Methods: To study accessibility and reproducibility in cardiovascular research reporting, we screened 639 randomly selected articles published in 2019 in three top cardiovascular science publications: Circulation, the European Heart Journal, and the Journal of the American College of Cardiology (JACC). Of those 639 articles, 393 were empirical research articles. We screened each paper for accessible and reproducible research practices using a set of accessibility criteria including protocol, materials, data, and analysis script availability, as well as accessibility of the publication itself. We also quantified the consistency of open research practices within and across cardiovascular study types and journal formats.

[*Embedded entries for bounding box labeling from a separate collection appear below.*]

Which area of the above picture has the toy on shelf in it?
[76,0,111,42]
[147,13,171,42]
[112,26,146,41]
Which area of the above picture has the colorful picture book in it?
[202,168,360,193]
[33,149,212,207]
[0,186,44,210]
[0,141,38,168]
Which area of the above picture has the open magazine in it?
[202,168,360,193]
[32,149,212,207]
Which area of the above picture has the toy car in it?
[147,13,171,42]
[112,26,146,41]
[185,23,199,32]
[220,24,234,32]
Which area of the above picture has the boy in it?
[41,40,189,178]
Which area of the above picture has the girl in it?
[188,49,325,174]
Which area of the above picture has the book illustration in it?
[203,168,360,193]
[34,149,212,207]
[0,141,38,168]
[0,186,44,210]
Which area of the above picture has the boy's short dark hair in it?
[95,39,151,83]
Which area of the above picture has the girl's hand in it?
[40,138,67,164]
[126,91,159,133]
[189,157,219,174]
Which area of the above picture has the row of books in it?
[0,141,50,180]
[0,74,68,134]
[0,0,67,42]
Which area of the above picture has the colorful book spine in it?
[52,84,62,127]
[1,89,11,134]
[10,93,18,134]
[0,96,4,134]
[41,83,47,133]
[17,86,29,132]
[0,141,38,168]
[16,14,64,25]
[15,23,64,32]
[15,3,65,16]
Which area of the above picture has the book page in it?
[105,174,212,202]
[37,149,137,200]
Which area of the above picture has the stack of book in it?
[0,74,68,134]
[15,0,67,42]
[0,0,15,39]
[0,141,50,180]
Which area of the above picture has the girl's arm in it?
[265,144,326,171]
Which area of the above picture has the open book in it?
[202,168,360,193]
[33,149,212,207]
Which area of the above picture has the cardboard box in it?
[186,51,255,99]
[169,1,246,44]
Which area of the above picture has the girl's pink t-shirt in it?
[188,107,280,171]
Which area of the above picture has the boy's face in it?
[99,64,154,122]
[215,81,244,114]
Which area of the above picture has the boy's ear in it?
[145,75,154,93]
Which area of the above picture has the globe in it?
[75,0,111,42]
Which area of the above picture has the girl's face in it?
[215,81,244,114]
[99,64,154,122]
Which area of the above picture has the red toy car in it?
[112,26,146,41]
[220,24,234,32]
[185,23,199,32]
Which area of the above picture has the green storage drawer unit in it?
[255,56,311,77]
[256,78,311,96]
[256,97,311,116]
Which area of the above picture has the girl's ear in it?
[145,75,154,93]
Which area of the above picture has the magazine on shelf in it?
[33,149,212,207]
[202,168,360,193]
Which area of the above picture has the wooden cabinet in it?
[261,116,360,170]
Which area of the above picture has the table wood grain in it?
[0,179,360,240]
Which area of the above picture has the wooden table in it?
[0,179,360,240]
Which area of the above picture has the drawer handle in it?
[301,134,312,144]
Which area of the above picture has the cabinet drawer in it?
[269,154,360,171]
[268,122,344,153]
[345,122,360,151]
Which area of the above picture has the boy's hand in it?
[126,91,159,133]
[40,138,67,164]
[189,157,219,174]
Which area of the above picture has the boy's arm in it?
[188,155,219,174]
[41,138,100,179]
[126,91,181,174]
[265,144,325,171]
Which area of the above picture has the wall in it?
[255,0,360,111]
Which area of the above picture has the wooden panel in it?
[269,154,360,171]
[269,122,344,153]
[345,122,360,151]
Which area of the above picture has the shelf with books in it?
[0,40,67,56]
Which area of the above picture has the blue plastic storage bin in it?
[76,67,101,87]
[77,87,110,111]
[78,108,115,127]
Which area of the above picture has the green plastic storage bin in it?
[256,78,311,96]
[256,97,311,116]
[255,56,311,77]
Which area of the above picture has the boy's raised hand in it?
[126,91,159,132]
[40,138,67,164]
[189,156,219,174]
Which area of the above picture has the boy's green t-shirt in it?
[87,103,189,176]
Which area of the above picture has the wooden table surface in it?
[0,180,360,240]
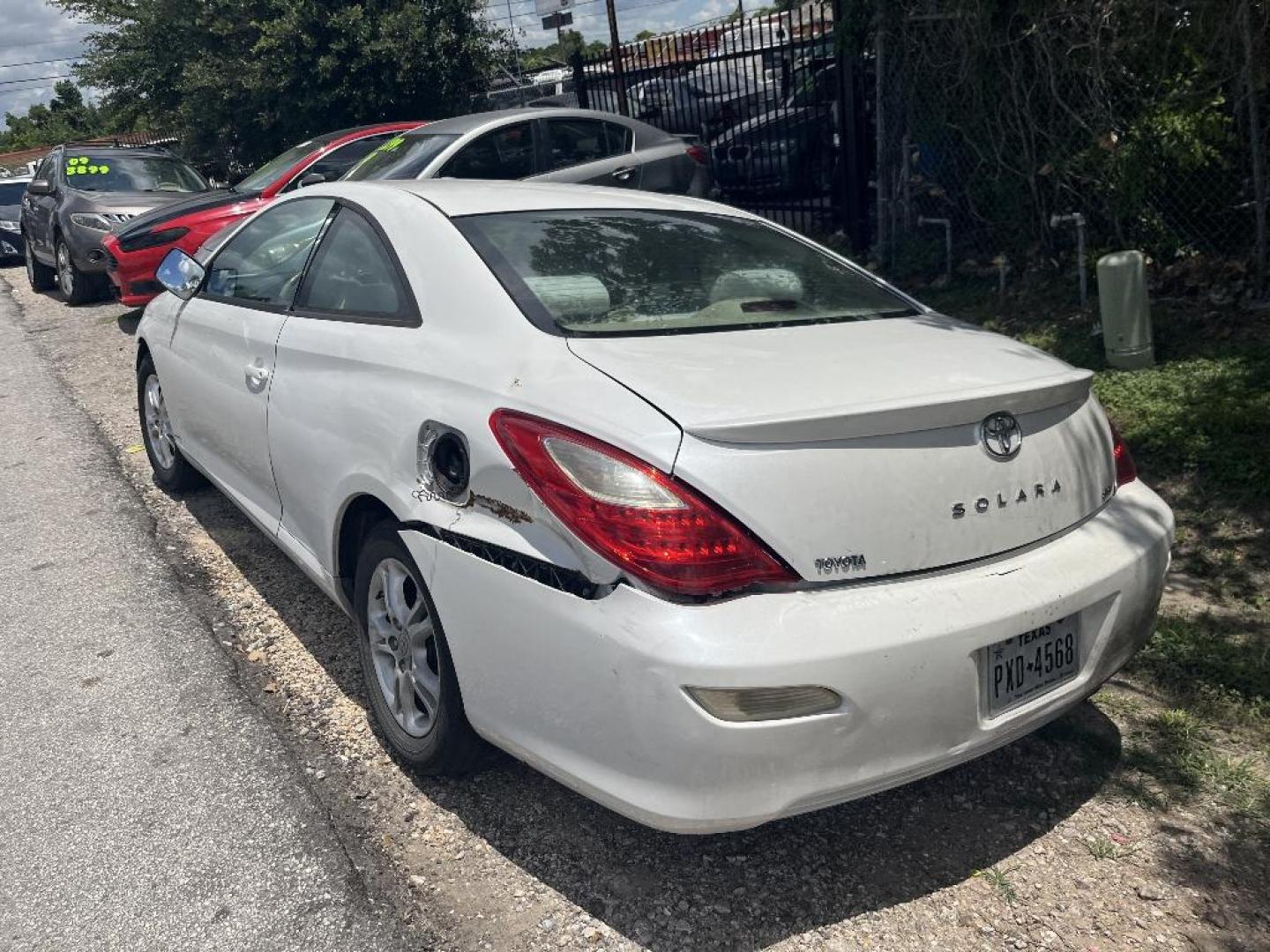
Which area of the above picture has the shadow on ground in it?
[168,491,1120,952]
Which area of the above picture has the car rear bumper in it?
[402,482,1174,833]
[106,240,165,307]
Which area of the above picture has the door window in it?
[296,205,414,323]
[441,122,534,179]
[207,198,335,307]
[548,119,631,171]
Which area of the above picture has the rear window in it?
[344,132,459,182]
[455,210,915,335]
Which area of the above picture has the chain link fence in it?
[870,0,1270,300]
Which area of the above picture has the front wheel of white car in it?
[353,524,487,776]
[138,354,205,493]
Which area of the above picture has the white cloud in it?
[0,0,92,127]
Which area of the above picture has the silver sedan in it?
[344,109,710,197]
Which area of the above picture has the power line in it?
[0,38,84,49]
[0,72,75,86]
[0,56,78,70]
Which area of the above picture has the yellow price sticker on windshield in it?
[66,155,110,175]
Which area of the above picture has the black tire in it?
[24,234,57,291]
[53,237,101,307]
[353,523,489,777]
[138,354,207,493]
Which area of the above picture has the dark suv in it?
[21,144,210,305]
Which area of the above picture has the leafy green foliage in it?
[520,29,609,72]
[56,0,505,170]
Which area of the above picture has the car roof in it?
[319,179,756,219]
[409,106,673,138]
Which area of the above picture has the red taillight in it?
[1111,423,1138,487]
[489,410,795,595]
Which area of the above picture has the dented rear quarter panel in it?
[260,182,681,582]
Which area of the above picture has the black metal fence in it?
[491,4,871,251]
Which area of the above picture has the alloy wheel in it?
[366,559,441,738]
[57,242,75,297]
[144,373,176,470]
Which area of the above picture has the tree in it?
[53,0,507,174]
[0,80,116,151]
[520,29,609,72]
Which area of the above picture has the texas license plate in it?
[981,614,1080,718]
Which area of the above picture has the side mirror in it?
[155,248,207,301]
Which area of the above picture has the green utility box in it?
[1099,251,1155,370]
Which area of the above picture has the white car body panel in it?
[138,182,1172,831]
[167,298,286,531]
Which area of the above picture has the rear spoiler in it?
[686,368,1094,443]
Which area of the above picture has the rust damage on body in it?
[464,493,534,525]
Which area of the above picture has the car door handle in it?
[243,361,269,393]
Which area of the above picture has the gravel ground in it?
[0,269,1270,952]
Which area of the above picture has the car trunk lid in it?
[569,315,1115,582]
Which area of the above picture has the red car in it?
[101,122,423,307]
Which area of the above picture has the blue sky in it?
[0,0,93,119]
[0,0,731,119]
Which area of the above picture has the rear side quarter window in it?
[296,205,419,326]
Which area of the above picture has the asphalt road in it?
[0,271,428,952]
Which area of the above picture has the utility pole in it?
[507,0,520,76]
[604,0,631,115]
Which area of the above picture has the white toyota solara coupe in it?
[138,180,1174,833]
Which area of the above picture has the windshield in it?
[234,136,334,191]
[344,132,459,182]
[455,210,917,335]
[63,151,207,191]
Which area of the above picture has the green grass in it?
[1085,833,1139,859]
[915,274,1270,827]
[1129,614,1270,735]
[975,866,1019,906]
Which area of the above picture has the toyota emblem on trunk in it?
[979,413,1024,459]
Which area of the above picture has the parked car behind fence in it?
[346,108,710,196]
[101,121,421,307]
[21,144,211,305]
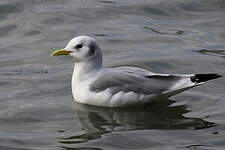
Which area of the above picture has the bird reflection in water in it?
[60,99,215,148]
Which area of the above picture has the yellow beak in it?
[51,49,72,56]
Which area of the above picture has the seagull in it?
[52,36,222,107]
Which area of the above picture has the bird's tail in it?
[191,73,222,83]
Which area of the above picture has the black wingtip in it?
[191,73,222,83]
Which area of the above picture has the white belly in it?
[72,83,151,107]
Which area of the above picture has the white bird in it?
[52,36,221,107]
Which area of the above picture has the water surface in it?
[0,0,225,150]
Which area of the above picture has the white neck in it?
[72,56,102,82]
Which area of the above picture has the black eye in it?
[75,44,83,49]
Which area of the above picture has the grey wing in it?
[90,71,190,95]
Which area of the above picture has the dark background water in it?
[0,0,225,150]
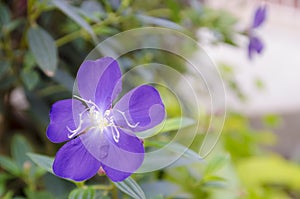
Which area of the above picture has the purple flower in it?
[248,5,267,60]
[252,5,267,28]
[47,57,165,181]
[248,36,264,59]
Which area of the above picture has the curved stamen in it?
[115,109,140,128]
[67,108,88,139]
[110,117,120,143]
[73,95,101,111]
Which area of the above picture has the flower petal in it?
[53,138,101,181]
[80,127,144,178]
[113,85,165,132]
[77,57,121,102]
[46,99,85,143]
[248,36,264,59]
[102,164,132,182]
[252,5,267,28]
[95,57,122,112]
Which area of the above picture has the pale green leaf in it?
[0,156,21,176]
[113,177,146,199]
[68,188,96,199]
[137,117,195,139]
[27,153,54,174]
[52,0,96,39]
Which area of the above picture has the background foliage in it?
[0,0,300,199]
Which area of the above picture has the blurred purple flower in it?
[248,36,264,59]
[248,5,267,60]
[47,57,165,181]
[252,5,267,28]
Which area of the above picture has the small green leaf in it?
[21,70,40,90]
[11,135,32,170]
[27,26,57,76]
[27,153,54,174]
[68,187,96,199]
[0,156,21,176]
[113,177,146,199]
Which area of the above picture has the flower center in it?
[89,106,113,132]
[67,96,139,143]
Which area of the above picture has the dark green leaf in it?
[0,61,10,78]
[113,177,146,199]
[0,156,21,176]
[11,135,32,170]
[27,153,54,173]
[21,70,40,90]
[0,3,10,25]
[27,26,57,76]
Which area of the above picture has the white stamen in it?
[74,95,100,111]
[116,110,140,128]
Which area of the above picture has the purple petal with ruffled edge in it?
[80,127,144,177]
[52,138,101,181]
[252,5,267,28]
[102,164,132,182]
[113,85,165,132]
[77,57,121,102]
[248,36,264,59]
[46,99,85,143]
[95,58,122,111]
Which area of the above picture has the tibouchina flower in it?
[248,5,267,60]
[47,57,165,181]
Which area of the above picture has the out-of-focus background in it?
[206,0,300,160]
[0,0,300,199]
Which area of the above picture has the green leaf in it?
[0,3,10,25]
[146,141,203,161]
[204,154,229,176]
[137,117,195,139]
[0,61,10,78]
[1,191,14,199]
[68,187,96,199]
[27,26,57,76]
[52,0,96,39]
[161,117,195,132]
[113,177,146,199]
[27,153,54,174]
[0,156,21,176]
[21,70,40,90]
[25,189,53,199]
[11,135,32,170]
[136,14,184,31]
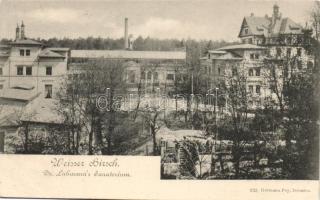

Results: We identified that fewer than 2% of cardiovascular research publications provide sufficient resources (materials, methods, data, and analysis scripts) to fully reproduce their studies. Of the 639 articles screened, 393 were empirical research studies for which reproducibility could be assessed using our protocol, as opposed to commentaries or reviews. After calculating an accessibility score as a measure of the extent to which an article makes its resources available, we also showed that the level of accessibility varies across study types with a score of 0.08 for Case Studies or Case Series and 0.39 for Clinical Trials (p = 5.500E-5) and across journals (0.19 through 0.34, p = 1.230E-2). We further showed that there are significant differences in which study types share which resources.
Conclusion: Although the degree to which reproducible reporting practices are present in publications varies significantly across journals and study types, current cardiovascular science reports frequently do not provide sufficient materials, protocols, data, or analysis information to reproduce a study. In the future, having higher standards of accessibility mandated by either journals or funding bodies will help increase the reproducibility of cardiovascular research.
Funding: Authors Gabriel Heckerman, Arely Campos-Melendez, and Chisomaga Ekwueme were supported by an NIH R25 grant from the National Heart, Lung and Blood Institute (R25HL147666). Eileen Tzng was supported by an AHA Institutional Training Award fellowship (18UFEL33960207).